ValueError – If the truth mask is not set.

Examples

>>> evaluator = BinarySegmentationEvaluator()
>>> distances = evaluator.false_negative_distances()
>>> print(distances)
[0.5, 1.0, 1.5, 2.0]

Note

This method assumes that the ground truth mask and the test mask have already been set.

mean_false_negative_distance()

Calculate the mean false negative distance.

Parameters:

self.false_negative_distances (ndarray) – The distances of false negative pixels from the ground truth mask.

Returns:

The mean false negative distance.

Return type:

float

Raises:

ValueError – If the false negative distances are not set.

Examples

>>> evaluator = BinarySegmentationEvaluator()
>>> evaluator.false_negative_distances = [1.2, 3.4, 2.1]
>>> evaluator.mean_false_negative_distance()
2.2333333333333334

Note

The mean false negative distance is calculated as the average of all false negative distances.

mean_false_distance()

Calculate the mean false distance.

This method calculates the mean false distance by taking the average of the mean false positive distance and the mean false negative distance.

Parameters:
  • self.mean_false_positive_distance (float) – The mean false positive distance.

  • self.mean_false_negative_distance (float) – The mean false negative distance.

Returns:

The calculated mean false distance.

Return type:

float

Raises:

ValueError – If the mean false positive distance or the mean false negative distance is not set.

Examples

>>> evaluator = BinarySegmentationEvaluator()
>>> evaluator.mean_false_distance()
5.0

Note

The mean false distance is a metric used to evaluate the performance of a binary segmentation model.

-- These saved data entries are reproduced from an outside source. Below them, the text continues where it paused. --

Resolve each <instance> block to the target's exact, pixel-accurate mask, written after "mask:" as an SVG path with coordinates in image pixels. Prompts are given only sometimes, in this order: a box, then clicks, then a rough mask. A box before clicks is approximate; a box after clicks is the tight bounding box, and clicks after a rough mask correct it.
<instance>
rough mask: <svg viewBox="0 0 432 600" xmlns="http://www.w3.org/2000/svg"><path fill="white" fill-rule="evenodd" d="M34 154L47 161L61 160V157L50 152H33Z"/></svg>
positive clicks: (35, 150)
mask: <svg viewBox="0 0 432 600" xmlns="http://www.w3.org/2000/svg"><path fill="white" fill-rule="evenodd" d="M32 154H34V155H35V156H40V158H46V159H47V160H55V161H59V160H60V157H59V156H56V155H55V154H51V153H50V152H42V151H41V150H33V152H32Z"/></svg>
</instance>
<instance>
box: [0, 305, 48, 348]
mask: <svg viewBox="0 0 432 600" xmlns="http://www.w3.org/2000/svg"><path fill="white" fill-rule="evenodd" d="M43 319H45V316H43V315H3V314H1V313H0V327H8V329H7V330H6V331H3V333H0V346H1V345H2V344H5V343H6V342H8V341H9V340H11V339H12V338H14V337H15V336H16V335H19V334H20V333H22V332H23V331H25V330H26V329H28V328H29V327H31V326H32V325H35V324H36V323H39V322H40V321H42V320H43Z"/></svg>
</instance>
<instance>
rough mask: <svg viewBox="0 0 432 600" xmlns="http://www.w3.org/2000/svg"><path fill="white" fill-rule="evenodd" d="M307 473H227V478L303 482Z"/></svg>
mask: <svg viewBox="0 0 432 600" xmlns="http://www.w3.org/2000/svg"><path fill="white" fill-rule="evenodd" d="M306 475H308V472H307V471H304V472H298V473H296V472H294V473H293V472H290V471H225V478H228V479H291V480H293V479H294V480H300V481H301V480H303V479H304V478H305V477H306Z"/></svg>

It provides a measure of the average distance between false positive and false negative predictions.

mean_false_distance_clipped()

Calculates the mean false distance clipped.

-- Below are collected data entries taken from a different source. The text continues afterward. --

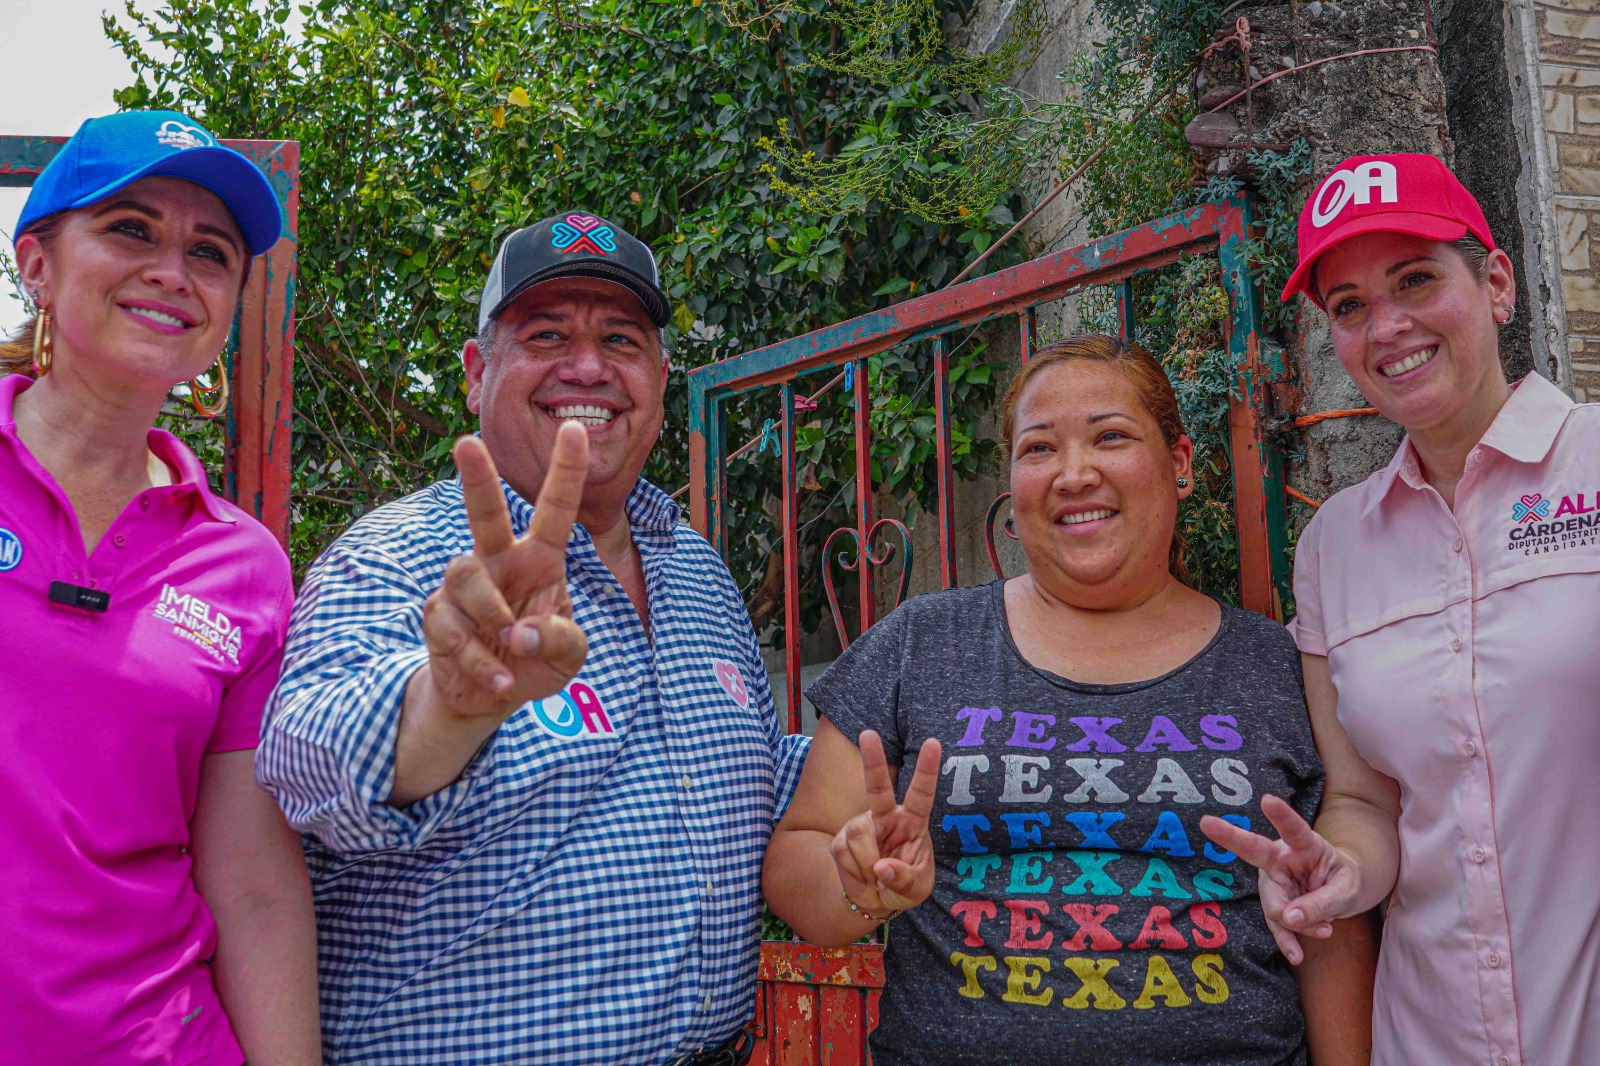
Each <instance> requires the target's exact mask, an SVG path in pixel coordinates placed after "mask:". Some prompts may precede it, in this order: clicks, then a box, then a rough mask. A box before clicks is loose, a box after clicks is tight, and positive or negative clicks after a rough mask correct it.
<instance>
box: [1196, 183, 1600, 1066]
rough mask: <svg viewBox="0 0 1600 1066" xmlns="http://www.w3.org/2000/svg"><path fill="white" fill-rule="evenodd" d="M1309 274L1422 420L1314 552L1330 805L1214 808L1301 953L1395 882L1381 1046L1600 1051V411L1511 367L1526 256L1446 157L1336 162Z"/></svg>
mask: <svg viewBox="0 0 1600 1066" xmlns="http://www.w3.org/2000/svg"><path fill="white" fill-rule="evenodd" d="M1301 291H1304V293H1306V295H1307V296H1310V299H1312V301H1314V303H1317V306H1318V307H1322V309H1323V311H1326V312H1328V320H1330V327H1331V333H1333V349H1334V354H1336V355H1338V359H1339V362H1341V363H1342V365H1344V368H1346V371H1349V375H1350V379H1352V381H1354V383H1355V386H1357V387H1358V389H1360V391H1362V394H1363V395H1366V399H1368V400H1370V402H1371V403H1373V407H1376V408H1378V410H1379V411H1381V413H1382V415H1386V416H1387V418H1390V419H1392V421H1395V423H1398V424H1400V426H1403V427H1405V429H1406V437H1405V442H1403V443H1402V445H1400V450H1398V451H1397V453H1395V458H1394V461H1390V463H1389V466H1387V467H1384V469H1382V471H1379V472H1378V474H1374V475H1373V477H1370V479H1366V480H1365V482H1362V483H1360V485H1355V487H1350V488H1347V490H1344V491H1341V493H1338V495H1334V496H1333V498H1331V499H1330V501H1328V503H1326V504H1325V506H1323V507H1322V509H1320V511H1318V512H1317V515H1315V519H1314V520H1312V522H1310V525H1309V527H1307V528H1306V533H1304V535H1302V536H1301V541H1299V547H1298V554H1296V565H1294V597H1296V603H1298V611H1299V613H1298V616H1296V619H1294V623H1293V629H1294V635H1296V642H1298V643H1299V648H1301V653H1302V661H1304V672H1306V690H1307V704H1309V707H1310V715H1312V727H1314V731H1315V736H1317V747H1318V751H1320V752H1322V757H1323V762H1325V765H1326V773H1328V784H1326V795H1325V800H1323V807H1322V815H1320V816H1318V820H1317V826H1315V829H1312V828H1310V826H1307V824H1306V823H1304V821H1302V820H1301V818H1299V816H1298V815H1294V812H1291V810H1290V808H1288V807H1286V805H1285V804H1282V802H1278V800H1277V799H1272V797H1267V799H1266V800H1264V802H1262V810H1264V812H1266V815H1267V816H1269V818H1270V821H1272V823H1274V826H1275V828H1277V829H1278V836H1280V837H1282V839H1280V840H1269V839H1267V837H1262V836H1258V834H1253V832H1246V831H1243V829H1238V828H1237V826H1229V824H1226V823H1221V821H1218V820H1206V823H1205V824H1203V828H1205V831H1206V834H1208V836H1210V837H1211V839H1213V840H1216V842H1218V844H1219V845H1222V847H1227V848H1230V850H1234V852H1237V853H1238V855H1242V856H1245V858H1246V860H1248V861H1251V863H1254V864H1256V866H1259V868H1261V869H1262V872H1264V874H1266V876H1264V877H1262V890H1261V900H1262V908H1264V911H1266V914H1267V920H1269V924H1270V927H1272V928H1274V933H1275V935H1277V938H1278V944H1280V946H1282V949H1283V954H1285V956H1288V957H1290V960H1298V959H1299V957H1301V951H1302V946H1301V941H1299V938H1304V936H1325V935H1326V933H1328V922H1330V920H1336V919H1341V917H1346V916H1352V914H1360V912H1363V911H1368V909H1370V908H1374V906H1378V904H1379V903H1382V901H1384V900H1387V901H1389V906H1387V911H1386V925H1384V941H1382V951H1381V956H1379V967H1378V988H1376V1002H1374V1015H1373V1018H1374V1020H1373V1026H1374V1032H1373V1037H1374V1058H1373V1061H1374V1063H1378V1064H1379V1066H1402V1064H1416V1063H1453V1064H1454V1063H1477V1064H1485V1066H1510V1064H1512V1063H1528V1064H1533V1066H1573V1064H1576V1063H1600V818H1597V816H1595V810H1597V800H1600V784H1597V779H1600V778H1597V775H1595V757H1597V754H1600V714H1597V709H1595V693H1597V691H1600V656H1597V655H1595V648H1597V647H1600V611H1597V610H1595V608H1594V603H1595V597H1597V594H1600V410H1597V407H1594V405H1574V403H1573V402H1571V399H1568V395H1566V394H1565V392H1562V391H1560V389H1557V387H1555V386H1552V384H1550V383H1549V381H1546V379H1542V378H1539V376H1538V375H1528V378H1525V379H1523V381H1520V383H1517V384H1509V383H1507V381H1506V376H1504V371H1502V368H1501V367H1502V365H1501V354H1499V338H1498V331H1499V327H1502V325H1506V323H1507V322H1510V319H1512V315H1514V314H1515V303H1514V301H1515V288H1514V283H1512V266H1510V259H1509V258H1507V256H1506V253H1504V251H1501V250H1498V248H1496V246H1494V238H1493V237H1491V234H1490V230H1488V224H1486V222H1485V219H1483V213H1482V210H1480V208H1478V205H1477V202H1475V200H1474V198H1472V195H1470V194H1469V192H1467V190H1466V189H1464V187H1462V186H1461V182H1459V181H1456V178H1454V176H1453V174H1451V173H1450V171H1448V170H1446V168H1445V166H1443V165H1442V163H1440V162H1438V160H1435V158H1432V157H1427V155H1384V157H1357V158H1350V160H1346V162H1344V163H1342V165H1341V166H1339V168H1338V170H1336V171H1334V173H1333V174H1330V176H1328V178H1326V179H1325V181H1323V182H1322V184H1320V186H1318V189H1317V192H1315V194H1314V195H1312V197H1310V200H1309V202H1307V205H1306V210H1304V211H1302V214H1301V222H1299V266H1298V269H1296V271H1294V275H1293V277H1291V279H1290V283H1288V288H1285V291H1283V298H1285V299H1288V298H1291V296H1293V295H1294V293H1301Z"/></svg>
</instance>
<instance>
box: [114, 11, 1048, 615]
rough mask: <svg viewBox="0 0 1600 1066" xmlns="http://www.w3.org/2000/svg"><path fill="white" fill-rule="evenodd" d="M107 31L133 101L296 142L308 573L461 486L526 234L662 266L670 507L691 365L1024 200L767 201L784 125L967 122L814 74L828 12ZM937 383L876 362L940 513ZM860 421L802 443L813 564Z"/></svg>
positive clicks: (767, 456)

This method calculates the mean false distance clipped by taking the average of the mean false positive distances clipped and the mean false negative distances clipped.

Parameters:
  • self.mean_false_positive_distances_clipped (float) – The mean false positive distances clipped.

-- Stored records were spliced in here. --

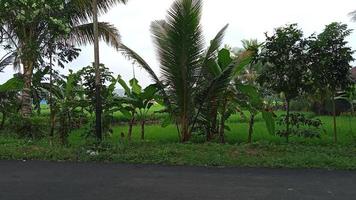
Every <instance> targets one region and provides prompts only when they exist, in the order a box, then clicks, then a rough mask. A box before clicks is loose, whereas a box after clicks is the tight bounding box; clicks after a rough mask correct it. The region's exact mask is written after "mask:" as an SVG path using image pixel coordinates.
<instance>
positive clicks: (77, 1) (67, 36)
mask: <svg viewBox="0 0 356 200" xmlns="http://www.w3.org/2000/svg"><path fill="white" fill-rule="evenodd" d="M41 2H42V1H39V2H37V3H33V2H32V1H31V4H30V2H27V1H21V2H18V1H12V0H11V1H10V0H9V1H8V2H6V3H4V4H2V5H1V6H0V9H1V11H2V12H0V13H1V20H0V28H1V32H2V34H3V35H4V36H5V40H4V41H5V42H7V43H8V44H9V46H10V47H12V48H13V49H16V52H18V54H19V56H18V60H20V62H21V64H22V72H23V74H24V81H25V87H24V89H23V91H22V93H21V94H22V109H21V113H22V115H23V116H24V117H29V116H30V115H31V113H32V108H31V96H30V93H31V89H30V88H31V78H32V75H33V69H34V68H36V67H37V65H38V63H37V61H38V60H39V59H40V56H41V53H42V52H43V50H44V49H45V48H48V43H49V42H53V41H58V40H60V41H62V42H64V43H66V42H71V43H72V44H79V45H83V44H88V43H93V42H94V34H93V28H92V27H93V24H92V23H89V22H90V21H91V18H92V16H93V9H92V1H91V0H70V1H65V3H64V4H63V1H51V2H46V5H48V4H49V5H51V6H54V7H55V8H56V9H55V8H48V10H49V11H50V12H47V10H46V13H45V15H42V14H43V13H41V12H39V13H37V10H35V9H33V8H32V7H31V9H24V8H27V7H29V6H34V5H35V6H38V5H41V4H42V3H41ZM58 2H60V4H56V3H58ZM116 3H126V0H100V1H98V2H97V7H98V13H99V14H104V13H106V12H107V11H108V10H109V8H110V7H112V6H113V5H115V4H116ZM9 5H10V6H13V9H7V8H8V7H6V6H9ZM9 10H10V11H11V12H10V11H9ZM23 10H25V11H26V12H25V13H24V14H23V16H25V17H23V18H21V17H19V16H21V15H19V13H21V12H22V11H23ZM38 10H41V11H42V10H45V9H42V8H41V9H38ZM26 16H30V17H31V20H27V19H26ZM49 19H51V20H49ZM46 20H47V21H46ZM49 21H50V22H51V23H52V24H51V25H53V24H54V25H56V28H57V29H54V28H53V26H50V25H49V24H50V23H49ZM19 22H21V23H19ZM58 29H59V30H58ZM98 30H99V31H98V32H99V38H101V39H102V40H104V41H105V42H106V43H108V44H110V45H112V46H114V47H118V45H119V43H120V40H119V34H118V30H117V29H116V28H114V27H113V26H112V25H110V24H108V23H104V22H100V23H98ZM53 35H56V36H53ZM52 48H55V47H52Z"/></svg>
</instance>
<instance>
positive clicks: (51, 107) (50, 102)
mask: <svg viewBox="0 0 356 200" xmlns="http://www.w3.org/2000/svg"><path fill="white" fill-rule="evenodd" d="M49 67H50V73H49V112H50V121H51V129H50V133H49V136H50V137H53V136H54V126H55V114H54V111H53V66H52V53H51V54H50V56H49Z"/></svg>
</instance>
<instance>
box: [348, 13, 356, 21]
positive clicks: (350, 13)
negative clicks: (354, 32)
mask: <svg viewBox="0 0 356 200" xmlns="http://www.w3.org/2000/svg"><path fill="white" fill-rule="evenodd" d="M349 16H350V17H351V20H352V21H354V22H355V21H356V10H355V11H352V12H350V13H349Z"/></svg>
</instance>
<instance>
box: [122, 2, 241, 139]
mask: <svg viewBox="0 0 356 200" xmlns="http://www.w3.org/2000/svg"><path fill="white" fill-rule="evenodd" d="M201 13H202V1H201V0H176V1H175V2H174V3H173V5H172V6H171V8H170V9H169V11H168V16H167V18H166V20H161V21H155V22H153V23H152V25H151V32H152V36H153V39H154V42H155V45H156V50H157V52H158V57H159V61H160V70H161V74H162V76H161V78H158V76H157V75H156V74H155V73H154V71H153V70H152V68H151V67H150V66H149V64H148V63H147V62H146V61H145V60H144V59H143V58H142V57H140V56H139V55H138V54H137V53H135V52H134V51H133V50H131V49H130V48H128V47H127V46H125V45H121V46H120V51H121V52H122V53H123V54H124V55H125V56H127V57H129V58H131V59H133V60H134V61H135V62H136V63H137V64H138V65H139V66H141V67H142V68H144V69H145V70H146V71H147V72H148V73H149V74H150V76H151V77H152V79H153V81H154V82H155V84H156V85H157V86H158V87H159V90H160V93H161V94H162V96H163V99H164V102H165V105H166V106H167V108H168V110H169V112H170V114H171V116H172V118H173V120H174V121H175V123H176V124H177V130H178V135H179V138H180V140H181V141H182V142H185V141H188V140H189V139H190V137H191V134H192V132H193V131H194V130H193V129H194V125H195V123H196V121H197V120H196V119H197V117H198V116H199V114H200V109H201V107H202V106H201V105H202V104H204V103H205V102H206V99H207V98H209V95H210V94H218V93H219V92H221V91H222V90H221V88H222V87H225V86H226V85H227V84H228V83H229V80H230V79H229V77H230V76H231V74H232V70H233V68H234V66H233V65H231V66H229V67H227V68H226V69H225V70H224V71H223V72H222V73H221V74H220V75H219V76H217V77H215V78H214V79H212V80H211V81H209V82H207V84H201V83H202V82H203V80H204V72H205V71H207V64H208V62H209V61H211V60H215V59H216V55H217V51H218V49H219V47H220V46H221V42H222V39H223V36H224V32H225V30H226V28H227V26H225V27H224V28H223V29H222V30H221V31H220V32H219V33H218V34H217V36H216V37H215V38H214V39H213V40H212V41H211V44H210V47H209V48H208V49H207V50H206V49H205V47H204V39H203V35H202V29H201V24H200V19H201Z"/></svg>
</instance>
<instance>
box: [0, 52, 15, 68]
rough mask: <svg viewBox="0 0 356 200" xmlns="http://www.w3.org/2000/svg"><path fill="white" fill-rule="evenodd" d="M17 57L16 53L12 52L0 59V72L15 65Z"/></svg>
mask: <svg viewBox="0 0 356 200" xmlns="http://www.w3.org/2000/svg"><path fill="white" fill-rule="evenodd" d="M16 56H17V53H16V52H11V53H8V54H6V55H5V56H3V57H2V58H0V72H2V71H3V70H4V68H5V67H7V66H9V65H13V64H14V62H15V58H16Z"/></svg>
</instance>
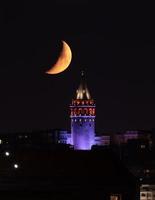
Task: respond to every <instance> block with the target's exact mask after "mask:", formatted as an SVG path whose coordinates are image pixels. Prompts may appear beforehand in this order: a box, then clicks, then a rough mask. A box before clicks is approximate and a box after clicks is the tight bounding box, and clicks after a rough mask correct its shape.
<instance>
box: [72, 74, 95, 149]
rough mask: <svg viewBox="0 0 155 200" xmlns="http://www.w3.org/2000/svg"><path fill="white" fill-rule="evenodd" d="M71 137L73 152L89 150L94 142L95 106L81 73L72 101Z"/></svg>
mask: <svg viewBox="0 0 155 200" xmlns="http://www.w3.org/2000/svg"><path fill="white" fill-rule="evenodd" d="M70 109H71V115H70V117H71V137H72V143H73V145H74V149H75V150H90V149H91V146H92V145H93V144H94V141H95V104H94V100H93V99H91V96H90V93H89V91H88V88H87V85H86V83H85V80H84V74H83V73H82V80H81V83H80V86H79V88H78V90H77V93H76V98H75V99H74V100H72V104H71V105H70Z"/></svg>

  • self.mean_false_negative_distances_clipped (float) – The mean false negative distances clipped.

Returns:

The calculated mean false distance clipped.

Return type:

float

Raises:

ValueError – If the mean false positive distances clipped or the mean false negative distances clipped are not set.

Examples

>>> evaluator = BinarySegmentationEvaluator()
>>> evaluator.mean_false_distance_clipped()
2.5

Note

The mean false distance clipped is calculated as 0.5 * (mean_false_positive_distances_clipped + mean_false_negative_distances_clipped).